The application of deep learning neural networks enables the processing of extensive volumes of data and often requires dense datasets. In certain domains, researchers encounter challenges related to the scarcity of training data, particularly in marine biology. In addition, many sounds produced by sea mammals are of interest in technical applications, e.g., underwater communication or sonar construction. Thus, generating synthetic biological sounds is an important task for understanding and studying the behavior of various animal species, especially large sea mammals, which demonstrate complex social behavior and can use hydrolocation to navigate underwater. This study is devoted to generating sperm whale vocalizations using a limited sperm whale click dataset. Our approach utilizes an augmentation technique predicated on the transformation of audio sample spectrograms, followed by the employment of the generative adversarial network StyleGAN2-ADA to generate new audio data. The results show that using the chosen augmentation method, namely mixing along the time axis, makes it possible to create fairly similar clicks of sperm whales with a maximum deviation of 2%. The generation of new clicks was reproduced on datasets using selected augmentation approaches with two neural networks: StyleGAN2-ADA and WaveGan. StyleGAN2-ADA, trained on an augmented dataset using the axis mixing approach, showed better results compared to WaveGAN.

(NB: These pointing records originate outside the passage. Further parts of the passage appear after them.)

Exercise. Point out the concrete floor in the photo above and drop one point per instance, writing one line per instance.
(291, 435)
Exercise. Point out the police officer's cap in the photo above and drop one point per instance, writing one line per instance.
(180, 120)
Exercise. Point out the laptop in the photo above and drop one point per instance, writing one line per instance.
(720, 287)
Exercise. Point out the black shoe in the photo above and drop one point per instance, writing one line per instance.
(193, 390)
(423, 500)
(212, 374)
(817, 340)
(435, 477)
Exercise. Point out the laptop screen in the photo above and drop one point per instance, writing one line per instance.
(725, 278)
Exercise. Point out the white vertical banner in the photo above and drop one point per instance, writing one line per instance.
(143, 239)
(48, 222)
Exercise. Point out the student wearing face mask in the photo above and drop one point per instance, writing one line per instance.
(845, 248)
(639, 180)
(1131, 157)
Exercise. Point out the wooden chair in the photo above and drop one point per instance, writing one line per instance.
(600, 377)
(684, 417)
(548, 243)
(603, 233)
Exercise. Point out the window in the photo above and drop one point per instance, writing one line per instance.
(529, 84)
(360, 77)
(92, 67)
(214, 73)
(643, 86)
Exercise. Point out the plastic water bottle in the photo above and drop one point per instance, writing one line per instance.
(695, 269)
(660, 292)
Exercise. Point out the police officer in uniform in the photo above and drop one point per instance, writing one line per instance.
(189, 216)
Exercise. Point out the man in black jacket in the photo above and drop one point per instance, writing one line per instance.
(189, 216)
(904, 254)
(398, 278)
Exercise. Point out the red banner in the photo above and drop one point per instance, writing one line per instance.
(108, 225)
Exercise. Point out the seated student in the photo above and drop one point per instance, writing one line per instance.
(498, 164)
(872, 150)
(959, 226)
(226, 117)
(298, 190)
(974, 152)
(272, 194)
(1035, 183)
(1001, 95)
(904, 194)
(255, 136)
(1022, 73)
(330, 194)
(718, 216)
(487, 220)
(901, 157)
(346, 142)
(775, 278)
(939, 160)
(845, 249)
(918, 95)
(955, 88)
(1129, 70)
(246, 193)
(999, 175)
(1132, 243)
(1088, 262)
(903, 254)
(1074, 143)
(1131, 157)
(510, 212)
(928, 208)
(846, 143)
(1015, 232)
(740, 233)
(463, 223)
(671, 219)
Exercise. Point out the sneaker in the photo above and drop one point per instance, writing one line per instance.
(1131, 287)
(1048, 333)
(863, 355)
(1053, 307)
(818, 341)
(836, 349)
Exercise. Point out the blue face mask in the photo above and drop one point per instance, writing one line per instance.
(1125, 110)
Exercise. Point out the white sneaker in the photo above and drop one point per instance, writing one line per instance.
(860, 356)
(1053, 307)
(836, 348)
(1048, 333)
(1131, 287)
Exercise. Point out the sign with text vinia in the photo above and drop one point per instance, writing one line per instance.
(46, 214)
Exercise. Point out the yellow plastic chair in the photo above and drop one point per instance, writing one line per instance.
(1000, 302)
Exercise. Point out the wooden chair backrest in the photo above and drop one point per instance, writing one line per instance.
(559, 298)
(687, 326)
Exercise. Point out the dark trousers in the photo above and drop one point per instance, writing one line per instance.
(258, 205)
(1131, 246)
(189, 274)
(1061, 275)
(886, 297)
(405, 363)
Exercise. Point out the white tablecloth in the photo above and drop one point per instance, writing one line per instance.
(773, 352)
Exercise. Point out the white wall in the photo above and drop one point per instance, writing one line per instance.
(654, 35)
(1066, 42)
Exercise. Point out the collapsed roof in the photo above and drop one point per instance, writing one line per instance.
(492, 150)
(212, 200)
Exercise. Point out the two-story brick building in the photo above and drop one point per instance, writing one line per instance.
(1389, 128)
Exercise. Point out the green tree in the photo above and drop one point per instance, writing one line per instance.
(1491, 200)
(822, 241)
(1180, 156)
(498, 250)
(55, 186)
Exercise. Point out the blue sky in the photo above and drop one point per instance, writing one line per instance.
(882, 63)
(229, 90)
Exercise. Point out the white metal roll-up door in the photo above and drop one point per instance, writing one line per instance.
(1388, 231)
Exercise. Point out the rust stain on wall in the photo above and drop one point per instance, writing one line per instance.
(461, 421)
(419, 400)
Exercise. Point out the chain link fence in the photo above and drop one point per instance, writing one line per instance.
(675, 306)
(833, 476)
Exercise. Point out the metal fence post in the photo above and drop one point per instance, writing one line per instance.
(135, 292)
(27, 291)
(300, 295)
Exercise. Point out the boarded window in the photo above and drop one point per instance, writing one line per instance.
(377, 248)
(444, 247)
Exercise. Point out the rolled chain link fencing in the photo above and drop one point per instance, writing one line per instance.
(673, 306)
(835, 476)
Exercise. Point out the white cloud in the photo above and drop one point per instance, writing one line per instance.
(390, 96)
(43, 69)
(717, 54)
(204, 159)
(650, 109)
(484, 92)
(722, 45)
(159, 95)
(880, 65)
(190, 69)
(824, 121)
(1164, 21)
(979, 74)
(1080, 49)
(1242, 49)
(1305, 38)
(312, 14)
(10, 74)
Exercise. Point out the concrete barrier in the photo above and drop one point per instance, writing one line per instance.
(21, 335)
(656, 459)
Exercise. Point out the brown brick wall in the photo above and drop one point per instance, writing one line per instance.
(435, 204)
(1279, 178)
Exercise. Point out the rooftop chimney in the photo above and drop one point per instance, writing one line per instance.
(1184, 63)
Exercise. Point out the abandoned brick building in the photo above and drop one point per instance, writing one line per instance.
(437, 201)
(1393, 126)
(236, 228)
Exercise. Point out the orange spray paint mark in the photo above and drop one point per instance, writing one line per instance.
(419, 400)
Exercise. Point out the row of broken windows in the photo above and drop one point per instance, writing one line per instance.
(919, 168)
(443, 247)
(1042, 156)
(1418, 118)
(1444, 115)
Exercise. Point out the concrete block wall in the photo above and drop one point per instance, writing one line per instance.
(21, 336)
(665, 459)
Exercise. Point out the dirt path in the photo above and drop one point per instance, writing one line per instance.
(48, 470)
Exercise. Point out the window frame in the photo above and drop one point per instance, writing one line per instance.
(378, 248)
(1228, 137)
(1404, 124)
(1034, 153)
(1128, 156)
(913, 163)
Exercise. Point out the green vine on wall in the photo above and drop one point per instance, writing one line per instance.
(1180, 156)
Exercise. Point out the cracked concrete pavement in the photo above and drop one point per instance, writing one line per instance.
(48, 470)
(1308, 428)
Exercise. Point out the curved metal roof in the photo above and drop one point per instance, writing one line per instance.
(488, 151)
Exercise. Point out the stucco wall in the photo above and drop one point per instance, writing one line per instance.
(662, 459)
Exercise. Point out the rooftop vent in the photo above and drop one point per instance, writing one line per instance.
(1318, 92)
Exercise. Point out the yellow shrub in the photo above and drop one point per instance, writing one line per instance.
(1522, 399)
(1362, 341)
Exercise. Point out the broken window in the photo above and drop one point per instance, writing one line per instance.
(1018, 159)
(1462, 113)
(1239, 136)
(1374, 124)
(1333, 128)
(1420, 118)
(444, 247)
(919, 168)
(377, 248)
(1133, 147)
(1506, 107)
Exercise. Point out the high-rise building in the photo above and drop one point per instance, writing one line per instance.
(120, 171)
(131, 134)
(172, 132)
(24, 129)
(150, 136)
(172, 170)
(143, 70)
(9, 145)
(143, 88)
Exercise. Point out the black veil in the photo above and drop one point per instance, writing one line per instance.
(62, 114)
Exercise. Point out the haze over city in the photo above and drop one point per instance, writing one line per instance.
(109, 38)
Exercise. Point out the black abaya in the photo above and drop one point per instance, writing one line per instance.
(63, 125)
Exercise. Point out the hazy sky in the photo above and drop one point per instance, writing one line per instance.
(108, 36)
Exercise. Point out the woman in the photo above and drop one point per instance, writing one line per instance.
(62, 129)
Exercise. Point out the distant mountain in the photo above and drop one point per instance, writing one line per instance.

使用 StyleGAN2-ADA 生成合成抹香鲸声音数据
应用深度学习神经网络可以处理大量数据,通常需要密集的数据集。在某些领域,研究人员会遇到与训练数据稀缺有关的挑战,尤其是在海洋生物学领域。此外,海洋哺乳动物发出的许多声音在技术应用中也很有意义,例如水下通信或声纳制造。因此,生成合成生物声音是了解和研究各种动物行为的一项重要任务,尤其是大型海洋哺乳动物,它们表现出复杂的社会行为,并能利用水定位在水下导航。本研究致力于利用有限的抹香鲸点击数据集生成抹香鲸的发声。我们的方法利用了一种基于音频样本频谱图转换的增强技术,然后利用生成式对抗网络 StyleGAN2-ADA 生成新的音频数据。结果表明,使用所选的增强方法(即沿时间轴混合),可以生成相当相似的抹香鲸点击声,最大偏差为 2%。在使用两种神经网络的选定增强方法的数据集上重现了新点击音的生成:StyleGAN2-ADA 和 WaveGan。与 WaveGAN 相比,StyleGAN2-ADA 在使用轴混合方法对增强数据集进行训练后,显示出更好的效果。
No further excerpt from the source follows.